A move to continuous monitoring of all MBS claim transactions was also recommended. Driven by technology, this would in theory see checks performed before all payments are made and ensure bunk claims are immediately rejected as they come in.

More welcome to doctors would be Dr Philip’s suggestion to simplify the MBS and improve the education provided to practitioners on its use. This would go a long way towards addressing the root cause of the bulk of current ‘leakage’, which was largely due to misunderstandings and mistakes, he said.

In an email to members last week, AMA president Professor Steve Robson said he agreed the MBS and associated rules needed to be simplified and made clearer.

Nevertheless, Professor Robson also defended the AMA’s role with the PSR, which he said had “always been constructive”, adding the AMA would respond to the review’s recommendations once they had been considered .

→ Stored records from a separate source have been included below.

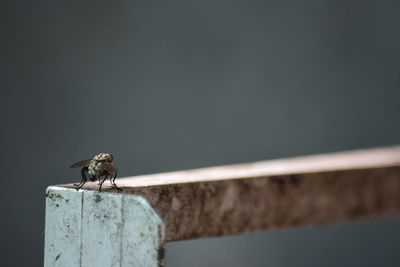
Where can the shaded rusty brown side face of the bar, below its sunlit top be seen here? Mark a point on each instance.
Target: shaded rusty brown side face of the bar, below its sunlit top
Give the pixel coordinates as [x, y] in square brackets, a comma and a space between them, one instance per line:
[194, 210]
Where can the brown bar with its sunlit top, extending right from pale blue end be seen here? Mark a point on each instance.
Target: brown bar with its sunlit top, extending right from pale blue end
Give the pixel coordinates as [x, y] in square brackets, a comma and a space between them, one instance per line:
[248, 197]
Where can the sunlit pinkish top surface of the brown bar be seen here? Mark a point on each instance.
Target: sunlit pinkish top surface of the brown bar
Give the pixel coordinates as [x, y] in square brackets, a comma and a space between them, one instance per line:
[349, 160]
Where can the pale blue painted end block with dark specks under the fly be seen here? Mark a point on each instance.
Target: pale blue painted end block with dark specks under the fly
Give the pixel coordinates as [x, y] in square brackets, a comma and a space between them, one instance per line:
[89, 228]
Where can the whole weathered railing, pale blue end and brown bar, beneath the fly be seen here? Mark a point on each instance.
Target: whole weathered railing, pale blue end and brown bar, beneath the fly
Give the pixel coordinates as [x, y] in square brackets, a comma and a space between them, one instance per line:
[129, 228]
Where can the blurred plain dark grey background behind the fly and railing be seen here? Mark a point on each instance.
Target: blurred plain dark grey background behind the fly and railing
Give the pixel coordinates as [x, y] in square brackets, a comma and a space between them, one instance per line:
[170, 85]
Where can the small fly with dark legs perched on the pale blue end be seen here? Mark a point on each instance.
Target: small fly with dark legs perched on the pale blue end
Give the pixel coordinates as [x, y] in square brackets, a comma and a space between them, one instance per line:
[101, 165]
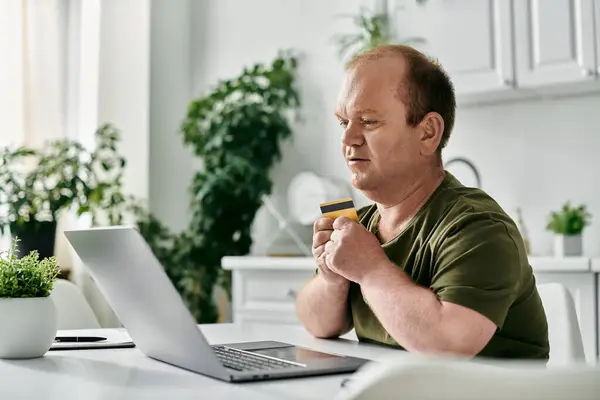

“As always, we will continue to be guided in our discussions with the government by the principle that the vast majority of doctors are doing the right thing and delivering high-quality care with good stewardship of the system,” he said.

That vast majority – many of whom were deeply offended by the media coverage of the $8 billion fraud claim – will take some small comfort from the fact the review agrees with him.

But when the dust settles, chances are the crackdown will come for them as well.